Davalılar davaya cevap vermemiştir.
Mahkemece, toplanan deliller ve benimsenen bilirkişi raporuna göre, faktoring işlemine tabi tutulmak üzere davacıya verilen çeklerin faturalı alacaklardan kaynaklandığının anlaşıldığı, alacağa konu edilen çeklerin keşide tarihlerinden itibaren yıllık %72 oran üzerinden faiz hesabı ile 26.11.2001 tarihinde gerçekleşen tahsilat (579,39 TL) işlemiş faizden mahsup edilmek suretiyle dava tarihi itibariyle ana para borcunun 4.384,00 TL, ve yıllık %72 oranı üzerinden işlemiş faiz tutarının 36.870,14 TL olduğu gerekçesiyle, davanın kabulüne karar verilmiş, hüküm davalı ... tarafından temyiz edilmiştir.
Dava faktoring sözleşmesinden kaynaklanan alacağın tahsili istemine ilişkindir.

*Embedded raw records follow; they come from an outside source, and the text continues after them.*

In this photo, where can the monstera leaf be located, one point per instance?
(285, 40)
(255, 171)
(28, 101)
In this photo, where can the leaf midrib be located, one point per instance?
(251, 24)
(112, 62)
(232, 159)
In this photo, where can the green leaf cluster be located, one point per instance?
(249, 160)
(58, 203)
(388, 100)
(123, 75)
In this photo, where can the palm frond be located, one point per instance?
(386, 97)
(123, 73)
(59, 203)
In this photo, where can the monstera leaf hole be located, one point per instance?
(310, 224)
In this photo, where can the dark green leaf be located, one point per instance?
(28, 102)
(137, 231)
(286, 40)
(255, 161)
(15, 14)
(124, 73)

Davalılardan ... adına çıkarılan 20.02.2013 tarihinde dava dilekçesi, 29.08.2013 tarihinde isticvap daveti ve 10.02.2015 tarihinde bilirkişi raporu tebligat evrakının, 7201 sayılı Tebligat Kanunu’nun “Tebliğ imkansızlığı ve tebellüğden imtina” başlıklı 21/1. maddesinde yer alan açıklamalara uygun şekilde düzenlenmediği, bu tebligatlarda davalı adı geçenin memurca “işe gittiği” beyanında bulunan komşunun kimliği tespit edilmeden, imzadan çekindiği belirtilmek suretiyle yapılan tebligatlar usulüne uygun olmadığından yargılamaya devamla taraf teşkili sağlanmaksızın davalı ... hakkında da yazılı şekilde karar verilmesi doğru görülmemiş, kararın bu nedenle bozulması gerekmiştir.
SONUÇ : Yukarıda açıklanan nedenlerle davalının temyiz itirazlarının kabulü ile hükmün BOZULMASINA, bozma nedenine göre diğer temyiz itirazlarının incelenmesine şimdilik yer olmadığına, peşin harcın istek halinde temyiz eden davalı ..."a iadesine, 04/02/2019 gününde oybirliğiyle karar verildi.